HD Melphalan and SCT in Patients With IGDD or LCDD

March 28, 2017 updated by: Vaishali Sanchorawala, Boston Medical Center

High-Dose Melphalan and Autologous Stem Cell Transplantation (HDM/SCT) in Light-Chain Deposition Disease (LCDD) and Immunoglobulin Deposition Disease (IGDD)

RATIONALE: Giving chemotherapy before a stem cell transplant stops the growth of cancer cells by stopping them from dividing or killing them. Giving colony-stimulating factors, such as G-CSF, and certain chemotherapy drugs, helps stem cells move from the bone marrow to the blood so they can be collected and stored. Chemotherapy is then given to prepare the bone marrow for the stem cell transplant. The stem cells are then returned to the patient to replace the blood-forming cells that were destroyed by the chemotherapy.

PURPOSE: This phase II trial is studying the side effects of high-dose melphalan given together with stem cell transplant and to see how well it works in treating patients with immunoglobulin deposition disease or light-chain deposition disease.

Study Overview

Status

Terminated

Conditions

Intervention / Treatment

Detailed Description

OBJECTIVES:

  • To assess the tolerability of high-dose melphalan and autologous stem cell transplantation in patients with immunoglobulin deposition disease or light-chain deposition disease.
  • To determine the hematologic response rate in patients treated with this regimen.
  • To determine the predictability of early free light-chain response for heme response in patients treated with this regimen.
  • To determine organ or clinical response in patients treated with this regimen.
  • To determine overall survival of these patients.

OUTLINE:

  • Stem cell mobilization: Patients undergo blood stem cell mobilization comprising filgrastim (G-CSF) subcutaneously once daily for 3 days (i.e., through the day before the last stem cell collection).
  • Stem cell collection: Patients undergo collection of G-CSF-mobilized blood stem cells until the target number of stem cells (at least 2 x 10^6 cluster of differentiation-34-positive cells) is reached.
  • Conditioning regimen: Patients receive high-dose melphalan IV on days -3 to -2.
  • Autologous stem cell transplantation: Patients undergo blood stem cell infusion on day 0.
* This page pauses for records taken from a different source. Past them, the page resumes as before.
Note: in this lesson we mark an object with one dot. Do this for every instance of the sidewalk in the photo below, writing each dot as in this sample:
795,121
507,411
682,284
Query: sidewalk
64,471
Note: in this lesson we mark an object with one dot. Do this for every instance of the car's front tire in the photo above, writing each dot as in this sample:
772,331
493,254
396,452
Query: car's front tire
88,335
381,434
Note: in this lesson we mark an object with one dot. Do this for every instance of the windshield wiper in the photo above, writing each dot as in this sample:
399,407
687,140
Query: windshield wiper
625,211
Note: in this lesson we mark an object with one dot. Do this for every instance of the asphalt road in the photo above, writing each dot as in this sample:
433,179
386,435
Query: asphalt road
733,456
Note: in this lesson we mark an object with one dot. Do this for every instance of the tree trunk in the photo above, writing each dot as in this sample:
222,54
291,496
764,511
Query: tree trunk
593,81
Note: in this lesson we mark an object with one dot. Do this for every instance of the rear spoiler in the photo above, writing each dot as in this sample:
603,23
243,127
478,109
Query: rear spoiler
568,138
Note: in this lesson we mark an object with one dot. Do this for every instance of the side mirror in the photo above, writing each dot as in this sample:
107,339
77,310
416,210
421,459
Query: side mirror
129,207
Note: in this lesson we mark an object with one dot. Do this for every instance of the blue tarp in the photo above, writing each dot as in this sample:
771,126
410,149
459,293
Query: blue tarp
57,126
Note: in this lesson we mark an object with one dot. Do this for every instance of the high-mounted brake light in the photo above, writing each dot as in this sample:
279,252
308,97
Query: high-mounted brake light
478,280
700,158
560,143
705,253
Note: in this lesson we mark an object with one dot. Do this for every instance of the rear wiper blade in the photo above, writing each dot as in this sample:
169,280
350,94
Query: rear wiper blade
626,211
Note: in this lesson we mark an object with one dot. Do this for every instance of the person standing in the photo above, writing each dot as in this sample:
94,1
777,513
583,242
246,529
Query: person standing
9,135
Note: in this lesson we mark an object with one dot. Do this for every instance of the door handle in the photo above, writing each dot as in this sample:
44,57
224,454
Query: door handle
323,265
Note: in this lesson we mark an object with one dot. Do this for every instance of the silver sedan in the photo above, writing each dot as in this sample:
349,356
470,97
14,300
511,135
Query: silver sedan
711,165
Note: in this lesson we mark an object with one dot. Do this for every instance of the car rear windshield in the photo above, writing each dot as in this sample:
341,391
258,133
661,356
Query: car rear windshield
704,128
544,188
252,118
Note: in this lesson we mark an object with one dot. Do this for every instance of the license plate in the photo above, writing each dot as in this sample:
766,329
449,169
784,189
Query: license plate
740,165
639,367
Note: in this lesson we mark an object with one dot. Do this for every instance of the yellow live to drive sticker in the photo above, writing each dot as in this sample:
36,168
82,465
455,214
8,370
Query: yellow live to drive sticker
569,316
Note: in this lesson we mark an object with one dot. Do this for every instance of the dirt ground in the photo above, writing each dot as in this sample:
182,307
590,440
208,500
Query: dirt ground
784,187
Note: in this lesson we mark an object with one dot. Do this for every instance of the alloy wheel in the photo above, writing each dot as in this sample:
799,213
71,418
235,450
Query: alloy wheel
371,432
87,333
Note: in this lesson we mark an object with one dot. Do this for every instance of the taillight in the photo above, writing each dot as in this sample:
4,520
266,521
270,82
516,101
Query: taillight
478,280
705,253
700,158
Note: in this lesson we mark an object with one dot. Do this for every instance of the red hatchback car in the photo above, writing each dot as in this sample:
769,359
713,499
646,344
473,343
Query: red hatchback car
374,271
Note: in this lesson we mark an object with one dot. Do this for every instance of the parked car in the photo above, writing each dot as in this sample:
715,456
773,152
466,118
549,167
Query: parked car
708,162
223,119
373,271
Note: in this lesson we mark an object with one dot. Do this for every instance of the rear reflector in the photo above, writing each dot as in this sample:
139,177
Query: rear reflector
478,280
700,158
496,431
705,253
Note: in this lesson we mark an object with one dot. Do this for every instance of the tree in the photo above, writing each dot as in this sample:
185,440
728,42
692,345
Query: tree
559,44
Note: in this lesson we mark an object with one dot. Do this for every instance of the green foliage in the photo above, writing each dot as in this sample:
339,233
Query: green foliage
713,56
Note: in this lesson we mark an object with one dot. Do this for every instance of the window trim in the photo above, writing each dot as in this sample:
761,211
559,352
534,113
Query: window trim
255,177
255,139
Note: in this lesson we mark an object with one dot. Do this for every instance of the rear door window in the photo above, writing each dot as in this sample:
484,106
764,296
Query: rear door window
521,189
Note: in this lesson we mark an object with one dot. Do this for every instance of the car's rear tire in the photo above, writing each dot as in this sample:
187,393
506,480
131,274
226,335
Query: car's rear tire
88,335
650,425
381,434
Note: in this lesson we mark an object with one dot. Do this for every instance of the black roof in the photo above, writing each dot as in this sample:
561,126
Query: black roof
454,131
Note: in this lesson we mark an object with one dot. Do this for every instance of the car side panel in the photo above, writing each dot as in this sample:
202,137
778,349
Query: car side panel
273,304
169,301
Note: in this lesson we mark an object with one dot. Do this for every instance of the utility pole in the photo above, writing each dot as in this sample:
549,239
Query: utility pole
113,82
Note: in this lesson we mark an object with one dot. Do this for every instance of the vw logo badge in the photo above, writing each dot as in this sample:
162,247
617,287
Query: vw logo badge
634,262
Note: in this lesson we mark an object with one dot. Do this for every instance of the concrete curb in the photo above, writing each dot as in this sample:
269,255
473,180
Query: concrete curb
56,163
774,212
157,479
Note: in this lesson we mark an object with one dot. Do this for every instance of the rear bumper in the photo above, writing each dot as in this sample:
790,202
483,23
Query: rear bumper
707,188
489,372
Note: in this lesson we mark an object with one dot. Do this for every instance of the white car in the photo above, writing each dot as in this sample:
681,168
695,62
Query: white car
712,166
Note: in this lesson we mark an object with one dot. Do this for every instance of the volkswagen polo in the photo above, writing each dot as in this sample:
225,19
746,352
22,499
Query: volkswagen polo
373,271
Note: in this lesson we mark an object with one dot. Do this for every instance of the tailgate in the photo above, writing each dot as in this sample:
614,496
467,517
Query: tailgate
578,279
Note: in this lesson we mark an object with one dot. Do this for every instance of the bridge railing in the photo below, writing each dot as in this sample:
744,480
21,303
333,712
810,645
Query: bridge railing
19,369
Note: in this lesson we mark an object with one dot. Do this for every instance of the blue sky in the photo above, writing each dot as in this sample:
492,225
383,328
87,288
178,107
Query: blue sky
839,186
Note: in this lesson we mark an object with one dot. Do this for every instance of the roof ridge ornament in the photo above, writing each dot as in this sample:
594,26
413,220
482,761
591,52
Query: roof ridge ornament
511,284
After completion of study therapy, patients are followed at 3, 6, and 12 months and then annually thereafter.

Study Type

Interventional

Enrollment (Actual)

5

Phase

  • Phase 2

Contacts and Locations

This section provides the contact details for those conducting the study, and information on where this study is being conducted.

Study Locations

  • United States
    • Massachusetts
      • Boston, Massachusetts, United States, 02118
        • Boston University Cancer Research Center

Participation Criteria

Researchers look for people who fit a certain description, called eligibility criteria. Some examples of these criteria are a person's general health condition or prior treatments.

Eligibility Criteria

Ages Eligible for Study

18 years to 120 years (ADULT, OLDER_ADULT)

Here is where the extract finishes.